Test Tube 2 and places limit on the population growth of each. Intraspecific competition is defined as

competition between individuals of the same species (Brooker et al., 2008).

Interspefic competition, defined as competition between individuals of different species, was

present between the P. caudatum and P. aurelia in Test Tube 3 of the experiment, resulting in the

extinction of P. caudatum in the sample. (Brooker et al.,2008). Competition occurs between species with

similar needs and habits when the population size becomes too large and resources become too scarce

(Crombie, 1947). When competition is present between species whose external conditions remain

constant, it is said that two species with the same needs and habits cannot survive in the same place due to

limiting resources (Crombie, 1947). The conditions for interspecific competition were present in the
experiement in Test Tube 3. Superiority of one species over another depends on that species adaptation to

the environment, including reproduction and survival rates, as well as interspecific interference, such as

consuming the same type of food (Crombie, 1947 pg 49).
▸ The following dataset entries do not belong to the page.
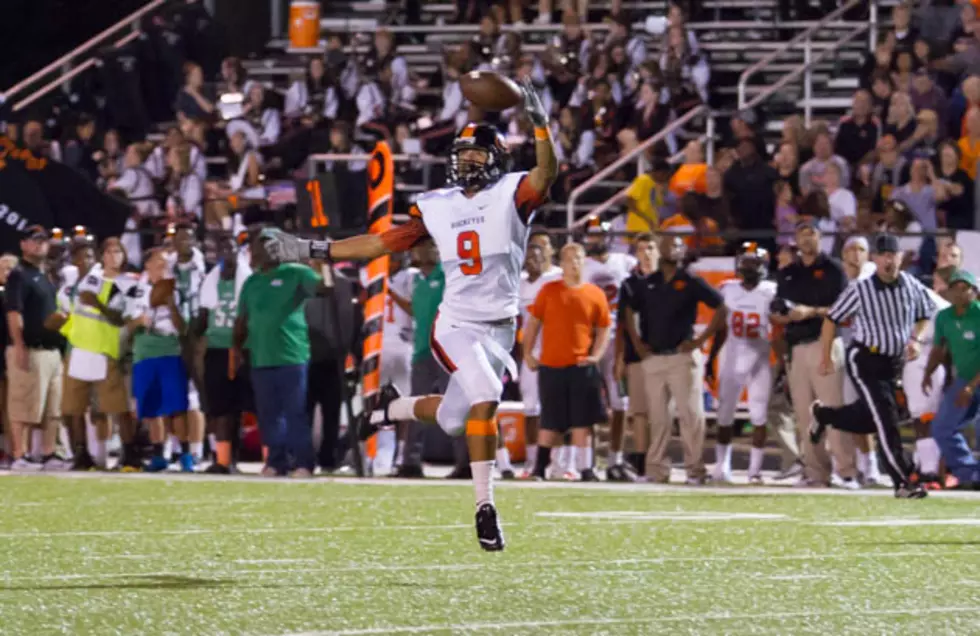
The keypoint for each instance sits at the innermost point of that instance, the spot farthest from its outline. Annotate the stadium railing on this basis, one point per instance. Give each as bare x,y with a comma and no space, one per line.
805,39
71,64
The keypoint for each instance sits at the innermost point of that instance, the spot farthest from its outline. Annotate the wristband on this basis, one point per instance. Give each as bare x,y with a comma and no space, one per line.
320,250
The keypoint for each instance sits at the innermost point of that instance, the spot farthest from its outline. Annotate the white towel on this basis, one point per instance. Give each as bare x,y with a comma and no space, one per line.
209,288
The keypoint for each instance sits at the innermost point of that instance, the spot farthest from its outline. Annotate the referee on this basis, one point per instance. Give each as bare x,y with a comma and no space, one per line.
890,311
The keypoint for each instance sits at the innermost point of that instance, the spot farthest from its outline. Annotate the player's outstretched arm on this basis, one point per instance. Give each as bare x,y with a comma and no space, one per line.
546,170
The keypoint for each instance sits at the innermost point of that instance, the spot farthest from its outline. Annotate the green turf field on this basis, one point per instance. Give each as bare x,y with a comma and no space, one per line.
165,555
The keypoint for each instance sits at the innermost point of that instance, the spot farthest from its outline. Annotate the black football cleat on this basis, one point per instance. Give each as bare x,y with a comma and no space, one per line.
817,426
910,491
488,530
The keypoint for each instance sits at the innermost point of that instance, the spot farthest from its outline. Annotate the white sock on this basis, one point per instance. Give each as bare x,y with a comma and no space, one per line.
583,457
928,455
862,461
100,453
723,457
401,409
531,457
503,459
483,481
755,460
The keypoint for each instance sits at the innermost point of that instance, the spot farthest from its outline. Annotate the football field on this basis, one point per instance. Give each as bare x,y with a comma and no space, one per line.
97,554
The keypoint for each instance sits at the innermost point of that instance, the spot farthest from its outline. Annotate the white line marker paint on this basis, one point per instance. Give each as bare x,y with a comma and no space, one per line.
636,515
606,622
462,567
896,523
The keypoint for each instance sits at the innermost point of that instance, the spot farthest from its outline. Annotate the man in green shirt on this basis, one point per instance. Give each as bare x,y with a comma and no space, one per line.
271,324
227,389
428,375
957,334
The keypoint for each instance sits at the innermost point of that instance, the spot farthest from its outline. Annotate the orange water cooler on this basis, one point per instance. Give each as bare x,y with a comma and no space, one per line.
304,24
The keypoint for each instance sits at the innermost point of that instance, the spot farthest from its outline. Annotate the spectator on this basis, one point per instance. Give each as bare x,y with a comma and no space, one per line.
314,98
926,95
958,207
427,376
890,171
331,341
691,176
955,336
806,290
272,326
186,189
881,95
748,185
34,369
573,319
858,133
901,222
922,194
924,141
969,144
191,101
671,356
786,163
813,171
159,375
901,117
649,198
842,202
786,216
261,116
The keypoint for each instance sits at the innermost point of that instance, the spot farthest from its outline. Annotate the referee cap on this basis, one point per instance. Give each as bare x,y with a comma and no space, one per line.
886,243
963,276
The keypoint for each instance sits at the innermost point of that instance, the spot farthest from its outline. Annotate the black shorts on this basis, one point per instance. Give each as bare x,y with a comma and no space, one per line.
570,397
224,397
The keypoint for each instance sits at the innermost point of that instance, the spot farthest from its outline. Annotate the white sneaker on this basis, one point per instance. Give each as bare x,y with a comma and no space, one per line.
55,464
24,466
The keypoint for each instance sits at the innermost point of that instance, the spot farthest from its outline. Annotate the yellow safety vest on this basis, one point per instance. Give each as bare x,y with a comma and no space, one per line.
88,329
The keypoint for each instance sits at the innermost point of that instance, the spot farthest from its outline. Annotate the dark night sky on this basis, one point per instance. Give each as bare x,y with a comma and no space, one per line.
36,32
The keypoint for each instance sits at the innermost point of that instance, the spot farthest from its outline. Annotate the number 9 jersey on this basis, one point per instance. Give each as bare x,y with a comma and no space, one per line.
481,242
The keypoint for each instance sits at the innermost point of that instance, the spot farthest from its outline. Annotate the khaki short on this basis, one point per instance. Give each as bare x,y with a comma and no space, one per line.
34,395
635,389
111,393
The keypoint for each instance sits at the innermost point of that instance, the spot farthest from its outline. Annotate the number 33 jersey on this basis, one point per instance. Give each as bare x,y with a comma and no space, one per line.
748,322
481,242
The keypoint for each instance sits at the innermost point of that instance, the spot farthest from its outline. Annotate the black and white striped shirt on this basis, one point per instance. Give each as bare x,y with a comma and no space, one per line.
883,313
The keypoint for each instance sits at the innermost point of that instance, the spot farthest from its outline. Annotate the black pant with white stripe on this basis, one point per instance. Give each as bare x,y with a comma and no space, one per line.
874,376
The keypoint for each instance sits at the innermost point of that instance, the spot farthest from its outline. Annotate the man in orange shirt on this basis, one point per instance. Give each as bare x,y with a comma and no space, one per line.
573,319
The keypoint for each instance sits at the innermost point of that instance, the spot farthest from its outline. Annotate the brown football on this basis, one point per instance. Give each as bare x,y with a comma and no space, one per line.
490,91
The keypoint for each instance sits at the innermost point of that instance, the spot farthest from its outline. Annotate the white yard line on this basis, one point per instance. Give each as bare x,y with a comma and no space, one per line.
462,567
723,617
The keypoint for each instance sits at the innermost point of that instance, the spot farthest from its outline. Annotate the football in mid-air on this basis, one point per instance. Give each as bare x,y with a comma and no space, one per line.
490,91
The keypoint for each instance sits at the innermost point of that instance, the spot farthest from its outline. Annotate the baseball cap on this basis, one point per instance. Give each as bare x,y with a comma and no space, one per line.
36,232
886,243
963,276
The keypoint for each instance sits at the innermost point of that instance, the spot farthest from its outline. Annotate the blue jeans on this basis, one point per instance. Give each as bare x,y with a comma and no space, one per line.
947,429
280,405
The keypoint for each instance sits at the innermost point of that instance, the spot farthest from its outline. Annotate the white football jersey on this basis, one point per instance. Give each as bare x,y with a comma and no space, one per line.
529,291
609,276
398,324
748,312
481,242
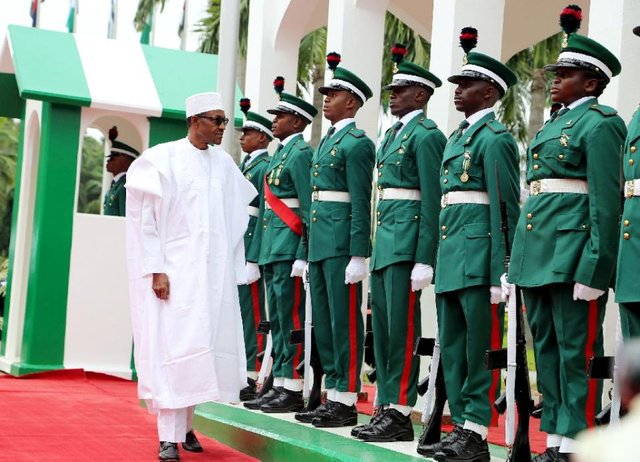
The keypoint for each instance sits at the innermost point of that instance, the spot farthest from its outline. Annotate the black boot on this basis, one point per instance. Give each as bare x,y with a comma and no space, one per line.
392,426
430,450
168,452
468,447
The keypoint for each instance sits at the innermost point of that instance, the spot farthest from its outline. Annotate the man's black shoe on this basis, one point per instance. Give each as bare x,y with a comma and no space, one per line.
306,416
286,401
550,455
392,426
430,450
469,446
168,452
191,443
340,415
249,392
258,402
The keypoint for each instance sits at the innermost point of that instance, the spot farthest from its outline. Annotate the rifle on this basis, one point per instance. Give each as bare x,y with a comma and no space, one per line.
433,386
514,359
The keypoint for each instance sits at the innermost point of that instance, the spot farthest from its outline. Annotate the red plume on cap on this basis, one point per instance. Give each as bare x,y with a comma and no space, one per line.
398,52
113,133
468,39
278,85
245,105
333,59
570,19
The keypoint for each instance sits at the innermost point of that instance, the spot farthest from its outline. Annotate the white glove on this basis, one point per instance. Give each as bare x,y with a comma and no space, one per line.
495,294
356,270
421,276
297,269
252,271
582,292
506,287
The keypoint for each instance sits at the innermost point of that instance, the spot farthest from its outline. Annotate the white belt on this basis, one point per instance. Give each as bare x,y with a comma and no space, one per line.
558,185
631,188
331,196
399,194
464,197
292,203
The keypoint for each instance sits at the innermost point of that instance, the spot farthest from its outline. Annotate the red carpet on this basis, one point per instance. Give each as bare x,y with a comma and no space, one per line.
73,415
537,439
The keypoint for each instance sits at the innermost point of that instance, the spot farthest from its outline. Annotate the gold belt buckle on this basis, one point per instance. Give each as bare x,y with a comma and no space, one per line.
535,187
629,188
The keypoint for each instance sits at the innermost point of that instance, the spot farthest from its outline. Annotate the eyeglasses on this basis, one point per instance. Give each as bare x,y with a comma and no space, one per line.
218,120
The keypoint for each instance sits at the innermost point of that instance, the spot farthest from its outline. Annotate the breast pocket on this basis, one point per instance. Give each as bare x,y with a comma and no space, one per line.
477,250
572,232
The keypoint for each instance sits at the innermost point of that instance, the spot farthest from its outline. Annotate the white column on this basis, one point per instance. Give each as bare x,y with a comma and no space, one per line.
449,17
227,57
366,19
611,23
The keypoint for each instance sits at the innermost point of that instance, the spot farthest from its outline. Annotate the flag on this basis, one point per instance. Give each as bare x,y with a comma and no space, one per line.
112,31
145,38
73,11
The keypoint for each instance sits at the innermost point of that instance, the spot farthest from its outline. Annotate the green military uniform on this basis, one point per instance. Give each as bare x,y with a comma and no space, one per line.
627,282
479,164
566,234
340,228
115,200
276,246
406,233
254,167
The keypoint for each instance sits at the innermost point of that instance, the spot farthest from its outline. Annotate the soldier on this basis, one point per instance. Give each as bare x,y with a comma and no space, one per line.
404,250
120,158
339,243
565,243
280,248
627,282
480,164
256,136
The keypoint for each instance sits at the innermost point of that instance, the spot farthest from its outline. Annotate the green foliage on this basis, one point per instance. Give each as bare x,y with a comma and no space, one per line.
91,173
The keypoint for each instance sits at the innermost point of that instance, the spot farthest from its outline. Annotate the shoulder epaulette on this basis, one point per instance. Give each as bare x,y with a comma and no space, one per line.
356,132
606,111
495,126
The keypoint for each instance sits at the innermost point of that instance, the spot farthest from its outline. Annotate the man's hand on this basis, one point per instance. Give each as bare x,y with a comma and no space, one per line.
356,270
160,285
253,272
297,269
586,293
421,276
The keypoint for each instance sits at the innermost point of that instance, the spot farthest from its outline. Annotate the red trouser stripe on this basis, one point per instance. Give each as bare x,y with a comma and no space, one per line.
353,340
408,351
496,343
592,387
255,300
297,325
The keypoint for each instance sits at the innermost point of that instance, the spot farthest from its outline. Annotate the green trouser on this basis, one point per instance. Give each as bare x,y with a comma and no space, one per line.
630,319
285,301
252,310
567,333
468,326
337,323
395,317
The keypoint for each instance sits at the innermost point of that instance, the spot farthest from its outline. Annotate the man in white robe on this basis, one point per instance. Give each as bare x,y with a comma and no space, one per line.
186,217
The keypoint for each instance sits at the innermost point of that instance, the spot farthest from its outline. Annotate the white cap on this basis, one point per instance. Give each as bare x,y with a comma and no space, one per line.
203,102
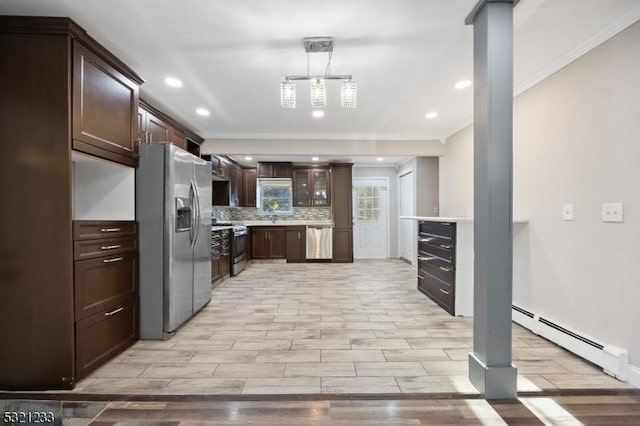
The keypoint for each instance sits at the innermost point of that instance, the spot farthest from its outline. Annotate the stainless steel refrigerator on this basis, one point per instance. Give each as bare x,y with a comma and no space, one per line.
173,209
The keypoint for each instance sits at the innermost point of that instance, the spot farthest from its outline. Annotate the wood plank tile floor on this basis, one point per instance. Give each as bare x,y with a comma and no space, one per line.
566,410
359,328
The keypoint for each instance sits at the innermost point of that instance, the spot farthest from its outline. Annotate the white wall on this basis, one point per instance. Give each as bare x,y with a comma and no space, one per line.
390,174
102,190
576,140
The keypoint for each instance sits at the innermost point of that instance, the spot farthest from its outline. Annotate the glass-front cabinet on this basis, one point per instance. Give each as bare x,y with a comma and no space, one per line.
301,193
320,195
311,187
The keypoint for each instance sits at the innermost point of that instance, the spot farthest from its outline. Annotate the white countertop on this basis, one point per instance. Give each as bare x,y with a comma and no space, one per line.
284,222
452,219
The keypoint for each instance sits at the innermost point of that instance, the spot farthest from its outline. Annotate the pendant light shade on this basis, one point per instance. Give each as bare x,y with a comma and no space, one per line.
318,93
349,94
287,94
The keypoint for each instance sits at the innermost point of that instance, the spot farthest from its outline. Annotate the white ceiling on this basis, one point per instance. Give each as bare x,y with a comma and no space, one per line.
405,55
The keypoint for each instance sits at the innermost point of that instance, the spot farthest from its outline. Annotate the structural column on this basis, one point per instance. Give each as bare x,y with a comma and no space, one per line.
490,368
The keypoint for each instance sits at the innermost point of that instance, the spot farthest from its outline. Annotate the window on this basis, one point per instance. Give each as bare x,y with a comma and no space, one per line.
368,203
274,196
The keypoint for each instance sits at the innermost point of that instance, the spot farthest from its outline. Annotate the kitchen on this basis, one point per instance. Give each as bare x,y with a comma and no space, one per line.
441,151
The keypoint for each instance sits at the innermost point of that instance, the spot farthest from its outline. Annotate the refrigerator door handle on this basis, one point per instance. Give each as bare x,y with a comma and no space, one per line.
195,200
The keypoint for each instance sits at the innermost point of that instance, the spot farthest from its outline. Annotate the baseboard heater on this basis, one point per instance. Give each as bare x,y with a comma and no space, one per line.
613,360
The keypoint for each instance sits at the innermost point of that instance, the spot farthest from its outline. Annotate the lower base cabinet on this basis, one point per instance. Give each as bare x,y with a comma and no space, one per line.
437,263
220,254
296,244
102,336
105,291
268,242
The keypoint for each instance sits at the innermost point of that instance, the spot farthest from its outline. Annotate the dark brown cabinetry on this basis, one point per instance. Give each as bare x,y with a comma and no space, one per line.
248,198
311,187
102,336
341,204
436,262
53,66
219,166
236,179
105,291
155,126
105,101
274,170
296,245
220,254
268,242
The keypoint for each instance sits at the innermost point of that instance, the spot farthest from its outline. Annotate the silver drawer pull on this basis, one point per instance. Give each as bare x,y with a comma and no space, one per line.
425,258
108,314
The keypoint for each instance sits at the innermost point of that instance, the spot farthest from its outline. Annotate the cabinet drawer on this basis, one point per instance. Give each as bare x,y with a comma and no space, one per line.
440,269
440,229
102,336
435,246
93,230
87,249
102,282
438,291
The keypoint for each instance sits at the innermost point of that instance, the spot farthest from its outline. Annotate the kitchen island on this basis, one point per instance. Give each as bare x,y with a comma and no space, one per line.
445,260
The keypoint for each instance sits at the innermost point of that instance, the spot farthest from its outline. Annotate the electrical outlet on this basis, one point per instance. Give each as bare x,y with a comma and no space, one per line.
612,212
567,212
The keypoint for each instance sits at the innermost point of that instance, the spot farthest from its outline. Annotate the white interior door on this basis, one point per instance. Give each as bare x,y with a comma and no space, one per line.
407,227
370,210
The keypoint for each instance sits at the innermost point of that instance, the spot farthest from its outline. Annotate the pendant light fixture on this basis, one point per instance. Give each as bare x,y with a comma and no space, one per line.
317,83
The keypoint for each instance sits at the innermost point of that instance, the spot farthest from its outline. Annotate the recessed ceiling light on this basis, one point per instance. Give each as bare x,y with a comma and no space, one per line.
462,84
173,82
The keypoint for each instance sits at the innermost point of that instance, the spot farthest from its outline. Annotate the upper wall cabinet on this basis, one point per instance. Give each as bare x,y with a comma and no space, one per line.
274,170
105,102
155,126
311,187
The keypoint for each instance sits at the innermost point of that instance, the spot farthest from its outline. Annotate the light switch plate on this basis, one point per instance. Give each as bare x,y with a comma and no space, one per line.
612,212
567,212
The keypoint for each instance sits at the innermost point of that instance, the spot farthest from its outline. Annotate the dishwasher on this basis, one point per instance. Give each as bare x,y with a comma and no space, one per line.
319,242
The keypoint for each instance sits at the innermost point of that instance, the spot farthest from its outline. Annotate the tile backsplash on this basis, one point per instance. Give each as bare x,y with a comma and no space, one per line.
253,213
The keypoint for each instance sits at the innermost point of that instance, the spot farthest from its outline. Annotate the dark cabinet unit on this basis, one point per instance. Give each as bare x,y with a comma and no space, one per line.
155,126
341,204
104,105
236,179
436,262
311,187
220,254
63,91
106,288
274,170
296,245
248,198
268,242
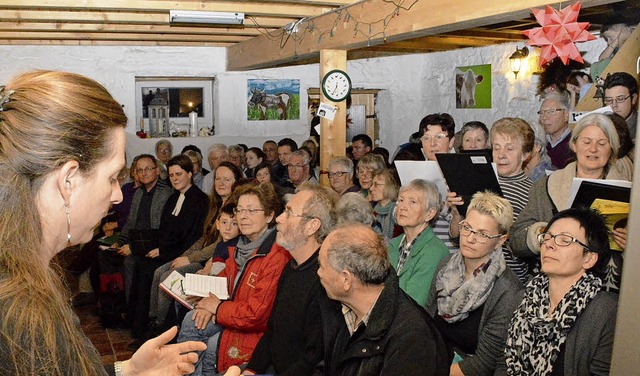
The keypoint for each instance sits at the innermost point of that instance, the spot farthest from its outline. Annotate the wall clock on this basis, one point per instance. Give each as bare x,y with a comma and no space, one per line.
336,85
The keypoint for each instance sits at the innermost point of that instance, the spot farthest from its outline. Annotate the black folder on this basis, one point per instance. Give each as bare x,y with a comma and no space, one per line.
467,174
589,191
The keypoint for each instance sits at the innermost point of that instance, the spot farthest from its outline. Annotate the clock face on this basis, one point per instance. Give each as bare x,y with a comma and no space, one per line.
336,85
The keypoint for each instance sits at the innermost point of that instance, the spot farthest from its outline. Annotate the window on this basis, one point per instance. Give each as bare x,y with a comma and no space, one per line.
183,95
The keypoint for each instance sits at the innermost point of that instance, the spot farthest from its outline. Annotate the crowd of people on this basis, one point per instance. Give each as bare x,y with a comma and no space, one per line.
363,276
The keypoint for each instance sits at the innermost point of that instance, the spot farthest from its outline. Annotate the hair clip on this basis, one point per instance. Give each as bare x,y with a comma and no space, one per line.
4,97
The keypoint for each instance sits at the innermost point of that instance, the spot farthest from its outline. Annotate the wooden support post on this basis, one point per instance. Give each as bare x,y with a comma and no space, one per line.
333,134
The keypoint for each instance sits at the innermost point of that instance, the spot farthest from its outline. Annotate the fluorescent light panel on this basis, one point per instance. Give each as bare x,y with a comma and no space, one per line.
224,18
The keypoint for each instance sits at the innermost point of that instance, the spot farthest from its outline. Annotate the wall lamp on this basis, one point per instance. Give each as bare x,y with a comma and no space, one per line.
517,58
220,18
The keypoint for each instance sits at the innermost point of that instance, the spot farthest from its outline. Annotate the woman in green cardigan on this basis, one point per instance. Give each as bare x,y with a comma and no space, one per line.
416,254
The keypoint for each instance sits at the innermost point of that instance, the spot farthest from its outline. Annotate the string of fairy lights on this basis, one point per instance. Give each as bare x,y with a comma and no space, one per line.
307,27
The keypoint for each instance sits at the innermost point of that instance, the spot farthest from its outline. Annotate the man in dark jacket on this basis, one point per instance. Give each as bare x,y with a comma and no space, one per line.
374,328
293,343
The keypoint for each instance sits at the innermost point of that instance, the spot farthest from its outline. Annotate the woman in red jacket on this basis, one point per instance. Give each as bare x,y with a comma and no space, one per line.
234,327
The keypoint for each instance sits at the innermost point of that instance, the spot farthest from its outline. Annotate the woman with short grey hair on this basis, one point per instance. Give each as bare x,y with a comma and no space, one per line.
416,254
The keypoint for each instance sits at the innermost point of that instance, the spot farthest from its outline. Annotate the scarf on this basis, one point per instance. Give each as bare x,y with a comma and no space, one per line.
534,339
457,296
178,207
384,216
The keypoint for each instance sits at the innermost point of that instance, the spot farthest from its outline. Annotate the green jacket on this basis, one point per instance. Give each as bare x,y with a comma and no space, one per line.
418,270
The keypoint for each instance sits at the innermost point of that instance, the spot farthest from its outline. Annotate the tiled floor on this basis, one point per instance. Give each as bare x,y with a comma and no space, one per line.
111,343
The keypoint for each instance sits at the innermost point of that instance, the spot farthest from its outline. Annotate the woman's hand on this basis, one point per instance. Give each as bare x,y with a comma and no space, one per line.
124,250
210,303
154,253
155,357
207,268
620,237
201,317
180,262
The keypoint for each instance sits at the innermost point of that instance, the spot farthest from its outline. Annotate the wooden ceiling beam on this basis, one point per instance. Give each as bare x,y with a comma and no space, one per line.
123,28
297,10
444,16
130,37
54,42
121,17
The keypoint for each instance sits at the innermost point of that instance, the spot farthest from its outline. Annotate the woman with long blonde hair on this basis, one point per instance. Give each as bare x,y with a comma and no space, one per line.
61,148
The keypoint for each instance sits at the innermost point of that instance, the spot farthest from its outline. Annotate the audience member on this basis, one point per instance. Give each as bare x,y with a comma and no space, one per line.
566,322
539,162
236,156
474,135
352,207
438,137
164,152
196,160
233,327
621,93
512,140
299,171
367,166
270,149
361,145
253,157
596,144
341,175
554,118
181,225
416,253
474,293
216,154
370,324
279,172
292,344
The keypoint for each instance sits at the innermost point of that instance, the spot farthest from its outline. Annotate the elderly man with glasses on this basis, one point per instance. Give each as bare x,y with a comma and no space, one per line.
554,118
621,93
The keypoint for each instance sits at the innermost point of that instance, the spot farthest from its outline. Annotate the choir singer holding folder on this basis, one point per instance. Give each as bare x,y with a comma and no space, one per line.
512,142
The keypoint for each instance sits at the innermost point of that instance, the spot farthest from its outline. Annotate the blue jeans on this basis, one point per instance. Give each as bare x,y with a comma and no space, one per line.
207,360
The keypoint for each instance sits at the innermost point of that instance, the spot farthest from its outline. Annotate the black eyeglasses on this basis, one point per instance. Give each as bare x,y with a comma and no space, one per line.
618,100
562,240
481,237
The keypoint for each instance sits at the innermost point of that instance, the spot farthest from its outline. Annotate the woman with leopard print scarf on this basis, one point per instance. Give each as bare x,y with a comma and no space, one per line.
565,323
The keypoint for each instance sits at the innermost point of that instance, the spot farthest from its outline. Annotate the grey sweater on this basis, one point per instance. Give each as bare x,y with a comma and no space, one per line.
498,310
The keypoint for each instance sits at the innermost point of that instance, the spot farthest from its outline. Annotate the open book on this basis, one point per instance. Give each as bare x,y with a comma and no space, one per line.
180,287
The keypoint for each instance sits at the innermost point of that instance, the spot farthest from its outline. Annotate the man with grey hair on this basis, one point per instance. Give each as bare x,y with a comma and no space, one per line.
216,154
299,171
554,118
371,327
292,344
539,162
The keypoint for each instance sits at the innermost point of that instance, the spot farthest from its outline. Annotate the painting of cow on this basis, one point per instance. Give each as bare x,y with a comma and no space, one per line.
273,99
473,86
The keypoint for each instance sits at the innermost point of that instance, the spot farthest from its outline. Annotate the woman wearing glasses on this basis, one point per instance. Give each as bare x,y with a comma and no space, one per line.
474,293
233,328
565,323
596,144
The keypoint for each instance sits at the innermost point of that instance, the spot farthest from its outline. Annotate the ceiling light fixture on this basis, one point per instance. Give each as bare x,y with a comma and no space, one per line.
221,18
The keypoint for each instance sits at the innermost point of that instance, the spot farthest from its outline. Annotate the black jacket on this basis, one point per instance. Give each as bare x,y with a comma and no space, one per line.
400,339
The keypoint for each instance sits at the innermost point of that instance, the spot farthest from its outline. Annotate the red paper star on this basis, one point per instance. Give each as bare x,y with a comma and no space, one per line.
559,33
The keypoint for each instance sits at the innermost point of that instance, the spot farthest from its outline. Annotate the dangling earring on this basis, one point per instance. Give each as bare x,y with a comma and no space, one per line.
66,209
As previously stated, both species use bacteria

for food, but P. aurelia grows at a rate six times faster than P. caudatum, and can also better convert the

food it consumes into offspring (Brooker et al., 2008). “P. aurelia has two adavantages over P. caudatum:

the rate of geometric increase of the biomass of the former species is higher and it accumulates a greater

biomass than P. caudatum at the expense of the same amount of food (Crombie, 1947 pg 52).” As seen

in the experiement, initially the two species both increased in number; however, as the population grew, it

became too large for the food source to support, leading to the extinction of P. caudatum (Crombie, 1947

pg 52).

According to the results of the experiment, my hypothesis that the P. aurelia would outgrow the

P. caudatum, forcing it to extinction, proved correct due to the presence of intraspecific competiton

between the two species. The hypothesis could be tested further by adding or changing some of the

conditions of the experiment, such as the environment or the food source. Also, another Paramecium

species, such as P. bursaria (as Gause conducted) could have been added to the experiement to further

investigate competitive factors.


Brooker, R.J., Widmaier, E.P., Graham, L.E., and Stiling, P.D. 2008. Biology. 56:

1207-1208, 57: 1220, 1223-1224.

Crombie, A.C. 1947. Interspecific Competition. Journal of Animal Ecology Volume 16: 48-49, 52.